La désignation des binationaux inquiète... car elle introduit une différence de traitements entre les citoyens européens, selon qu’ils ont ou non également la nationalité iranienne, syrienne..
La diplomatie européenne et des dizaines d'ONG font pression sur le Congrès américain, jugeant "discriminatoire" le projet des élus d'interdire aux Français et d'autres Européens s'étant rendus en Irak, Syrie, Iran ou Soudan de venir sans visa aux Etats-Unis.
La loi ciblerait aussi les voyageurs qui ont la double nationalité avec ces quatre pays, considérés à risque par les Etats-Unis, même s'ils n'y sont jamais allés. Par exemple, un Franco-Syrien ou un Belgo-Iranien.
Le nombre de voyageurs concernés est vraisemblablement faible mais, inquiètes de ce possible précédent, les associations et l'Union européenne se mobilisent depuis plusieurs jours dans l'espoir de faire amender la mesure avant son adoption finale par le Congrès.
Les élus américains estiment que le programme d'exemption de visas, dont bénéficient 38 pays riches surtout européens, contient des failles de sécurité, puisque leurs ressortissants n'ont pas à se rendre dans un consulat américain pour obtenir un visa avant de prendre un avion pour New York ou Los Angeles.
La seule formalité pour le voyageur est le formulaire biographique en ligne Esta.
L'allégeance de milliers de "takfiristes" européens, et notamment français et belges, au groupe Etat islamique (EI) fait craindre que l'un d'eux utilise son
passeport pour venir commettre des attentats sur le territoire américain. Car les listes noires américaines d'interdiction d'entrée aux Etats-Unis n'incluent
pas forcément l'ensemble de ces Européens fidèles à l'EI.
La Chambre des représentants, avec le soutien de la Maison Blanche, a donc adopté cette semaine une proposition de loi qui requerrait l'obtention d'un visa pour les ressortissants des 38 pays partenaires qui se seraient rendus en Irak, Syrie, Iran, Soudan ou d'autres pays désignés comme à risque par l'exécutif depuis mars 2011 --même les travailleurs humanitaires et les diplomates.
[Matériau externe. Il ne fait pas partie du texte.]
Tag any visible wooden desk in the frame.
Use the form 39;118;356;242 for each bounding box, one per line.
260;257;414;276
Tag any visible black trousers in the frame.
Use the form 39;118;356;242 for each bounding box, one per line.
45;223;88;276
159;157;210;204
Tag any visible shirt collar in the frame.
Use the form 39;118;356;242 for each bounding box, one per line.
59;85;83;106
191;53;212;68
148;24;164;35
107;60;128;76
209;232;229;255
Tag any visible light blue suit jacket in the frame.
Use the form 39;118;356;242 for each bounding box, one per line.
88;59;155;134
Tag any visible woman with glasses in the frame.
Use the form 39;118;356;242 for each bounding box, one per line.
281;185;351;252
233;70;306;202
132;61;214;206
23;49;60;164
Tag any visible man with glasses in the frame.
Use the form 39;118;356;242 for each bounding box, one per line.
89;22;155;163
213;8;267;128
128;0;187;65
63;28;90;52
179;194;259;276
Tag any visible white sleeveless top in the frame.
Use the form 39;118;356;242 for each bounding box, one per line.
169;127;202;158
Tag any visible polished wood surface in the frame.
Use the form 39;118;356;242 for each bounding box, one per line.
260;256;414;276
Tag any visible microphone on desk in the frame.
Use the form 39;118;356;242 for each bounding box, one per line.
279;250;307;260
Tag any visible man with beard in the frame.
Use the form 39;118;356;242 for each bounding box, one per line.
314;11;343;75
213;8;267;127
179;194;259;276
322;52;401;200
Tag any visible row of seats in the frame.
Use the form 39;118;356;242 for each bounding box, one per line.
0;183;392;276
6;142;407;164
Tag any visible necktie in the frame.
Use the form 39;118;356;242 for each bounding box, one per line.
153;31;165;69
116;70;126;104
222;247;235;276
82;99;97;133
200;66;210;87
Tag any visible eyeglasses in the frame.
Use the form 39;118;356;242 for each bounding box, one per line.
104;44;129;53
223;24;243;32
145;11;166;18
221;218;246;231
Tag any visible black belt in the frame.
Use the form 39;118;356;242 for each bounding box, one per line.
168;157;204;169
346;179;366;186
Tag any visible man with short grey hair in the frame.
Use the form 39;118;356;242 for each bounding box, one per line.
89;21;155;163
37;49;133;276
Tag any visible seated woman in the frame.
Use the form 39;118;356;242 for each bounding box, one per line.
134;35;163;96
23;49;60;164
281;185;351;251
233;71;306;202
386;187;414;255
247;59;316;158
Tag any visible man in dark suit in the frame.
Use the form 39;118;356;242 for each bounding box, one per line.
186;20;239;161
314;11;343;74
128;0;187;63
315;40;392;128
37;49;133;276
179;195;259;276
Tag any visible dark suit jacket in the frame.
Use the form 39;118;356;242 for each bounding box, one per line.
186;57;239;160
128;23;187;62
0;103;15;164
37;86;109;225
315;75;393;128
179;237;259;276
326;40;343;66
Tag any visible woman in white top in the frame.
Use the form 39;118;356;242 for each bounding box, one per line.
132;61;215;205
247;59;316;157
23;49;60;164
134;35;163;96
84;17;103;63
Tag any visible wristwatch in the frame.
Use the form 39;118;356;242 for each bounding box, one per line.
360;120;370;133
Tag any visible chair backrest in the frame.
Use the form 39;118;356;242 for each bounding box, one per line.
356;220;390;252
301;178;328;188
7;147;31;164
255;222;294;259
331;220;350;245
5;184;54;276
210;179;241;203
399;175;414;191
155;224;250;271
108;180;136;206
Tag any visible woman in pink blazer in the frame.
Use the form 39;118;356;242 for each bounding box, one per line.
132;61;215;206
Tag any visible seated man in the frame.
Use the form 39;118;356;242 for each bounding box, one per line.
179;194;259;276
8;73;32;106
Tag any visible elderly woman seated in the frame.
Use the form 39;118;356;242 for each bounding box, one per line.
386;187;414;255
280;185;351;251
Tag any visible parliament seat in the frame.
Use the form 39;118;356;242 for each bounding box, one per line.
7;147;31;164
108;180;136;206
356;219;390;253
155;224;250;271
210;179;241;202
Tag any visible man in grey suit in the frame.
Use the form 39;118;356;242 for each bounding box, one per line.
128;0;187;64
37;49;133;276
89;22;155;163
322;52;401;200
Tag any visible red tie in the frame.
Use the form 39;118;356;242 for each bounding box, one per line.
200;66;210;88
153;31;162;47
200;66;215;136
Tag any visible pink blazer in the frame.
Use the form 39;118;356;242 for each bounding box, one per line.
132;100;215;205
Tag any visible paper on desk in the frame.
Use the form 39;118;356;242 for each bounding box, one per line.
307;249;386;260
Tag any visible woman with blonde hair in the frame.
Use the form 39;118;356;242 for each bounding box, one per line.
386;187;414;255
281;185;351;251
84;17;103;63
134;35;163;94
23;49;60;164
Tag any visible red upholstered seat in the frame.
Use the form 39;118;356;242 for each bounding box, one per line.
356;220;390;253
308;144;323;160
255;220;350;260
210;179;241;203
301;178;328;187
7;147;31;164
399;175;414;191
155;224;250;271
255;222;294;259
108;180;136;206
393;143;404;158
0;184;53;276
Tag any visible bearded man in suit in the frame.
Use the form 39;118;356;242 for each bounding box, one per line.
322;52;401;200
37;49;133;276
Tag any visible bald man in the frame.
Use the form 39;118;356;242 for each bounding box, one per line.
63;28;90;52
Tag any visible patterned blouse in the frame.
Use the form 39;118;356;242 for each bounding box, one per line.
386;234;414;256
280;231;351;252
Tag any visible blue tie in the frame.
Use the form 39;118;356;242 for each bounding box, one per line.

Ces voyageurs ne seront pas empêchés de venir aux Etats-Unis, mais au lieu de simplement remplir depuis chez eux le formulaire Esta, ils devront obtenir un visa, ce qui implique de se rendre dans un consulat américain, une procédure qui prend généralement plusieurs semaines.
Réciprocité
"Nous vous exhortons à vous opposer à l'insertion de toute mesure qui ferait de certaines nationalités des boucs-émissaires, attisant les flammes d'une exclusion discriminatoire", ont écrit jeudi 76 organisations américaines dans une lettre aux dirigeants parlementaires, dont la grande association de défense des libertés ACLU, et de nombreuses association représentant des Américains d'origine étrangère.
"Il n'y a aucune preuve que les citoyens des pays du programme d'exemption qui ont la double nationalité avec ces quatre pays ont plus de risques de commettre des actes terroristes contre les Etats-Unis", plaident les ONG.
A Washington, c'est David O'Sullivan ambassadeur de l'Union européenne, dont 23 des 28 pays membres bénéficient de l'exemption, qui suit le dossier.
David O'Sullivan, avec la prudence diplomatique requise, ne prononce pas le mot de "discrimination" mais n'hésite pas à parler de mesure "contre-productive". Il regrette que le texte inscrive dans le marbre de la loi certains pays et nationalités, un cadre trop rigide qui, selon lui, n'améliorera pas la sécurité.
La désignation des binationaux inquiète le diplomate, car elle introduit une différence de traitements entre les citoyens européens, selon qu'ils ont ou non également la nationalité iranienne, syrienne...
"Au fait, c'est comme ça que les Américains nous demandent de traiter leurs ressortissants, car il y a aussi des Américains qui ont la double nationalité", lâche l'ambassadeur à l'AFP.
En filigrane, il sous-entend que la décision américaine pourrait susciter des représailles de la part de l'Union européenne, car il rappelle que la
commission doit justement rendre un rapport d'ici avril 2016 sur la réciprocité du programme d'exemption de visas, dont sont exclus cinq pays de l'UE (Bulgarie, Chypre, Croatie, Pologne, Roumanie).
Le texte adopté par la Chambre cette semaine doit encore passer par le Sénat. De source sénatoriale, il est "probable" qu'il soit intégré à l'immense loi de finances qui doit être adoptée avant mercredi.
Les négociations, très imprévisibles, se poursuivaient vendredi en coulisses sur la forme finale de la réforme. Les ONG réclament des exemptions professionnelles, notamment pour les travailleurs humanitaires et les journalistes.
L'ambassadeur européen espère que le Congrès ne se précipitera pas et prendra le temps de la réflexion, au moins jusqu'en janvier.